En ese sentido, hay determinadas señales que pueden indicar la necesidad de anticipar la consulta. “Ante la presencia de sangrado por vía anal o la presencia de materia fecal de color más oscuro de lo habitual, casi negro, y el cambio de ritmo evacuatorio habitual, ya sea diarrea o constipación, se debe consultar inmediatamente.

También se debe estar atento a síntomas como el dolor abdominal tipo cólico o la intolerancia alimentaria con náuseas y vómitos, la pérdida de peso y la anemia en los laboratorios de rutina sin causa o enfermedad previa”, detalló Alejandro Pairola, miembro del staff de Cirugía Abdominal del Instituto Alexander Fleming (IAF).

Con respecto a la baja asistencia a los chequeos de rutina, Pairola explicó que el mencionado índice negativo responde principalmente a la falta de difusión y de información de los métodos de diagnóstico.
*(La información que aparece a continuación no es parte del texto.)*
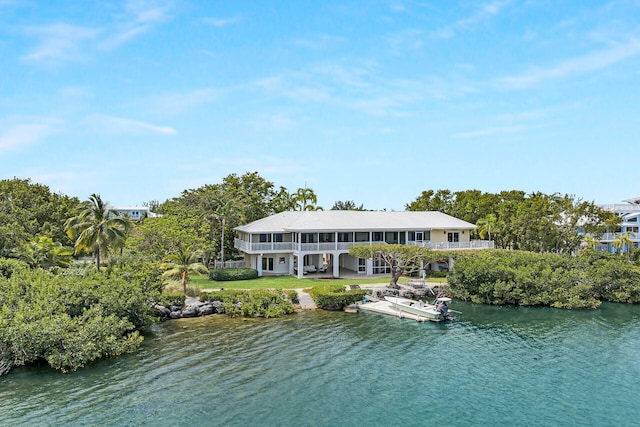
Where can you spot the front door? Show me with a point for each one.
(267, 264)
Sumado a esto, aparece el temor natural que representa para los pacientes la posibilidad de padecer un cáncer de colon, y todo aquello que implica la realización de los estudios para confirmarlo.

A partir de los 50 años se recomienda, tanto en mujeres como en hombres, sumar a los controles de rutina el test de sangre oculta en materia fecal o la colonoscopia.

INTERVENCIONES QUIRÚRGICAS

En cuanto a las intervenciones quirúrgicas, el doctor Esteso resaltó los avances en la realización de la cirugía laparoscópica, que permite una recuperación más rápida y, por consiguiente, la reincorporación de los pacientes a sus actividades habituales.

Algunas recomendaciones para disminuir el riesgo de cáncer de colon: Consumir una dieta rica en fibras, poniendo especial atención en la ingestión de frutas y vegetales en cualquier forma, naturales o cocinados.

Reducir el consumo de bebidas alcohólicas y evitar el tabaco. Realizar actividad física de manera regular y evitar el sobrepeso, comer con frecuencia y volúmenes más pequeños y aumentar la ingesta de suplementos de calcio, vitamina D y ácido fólico.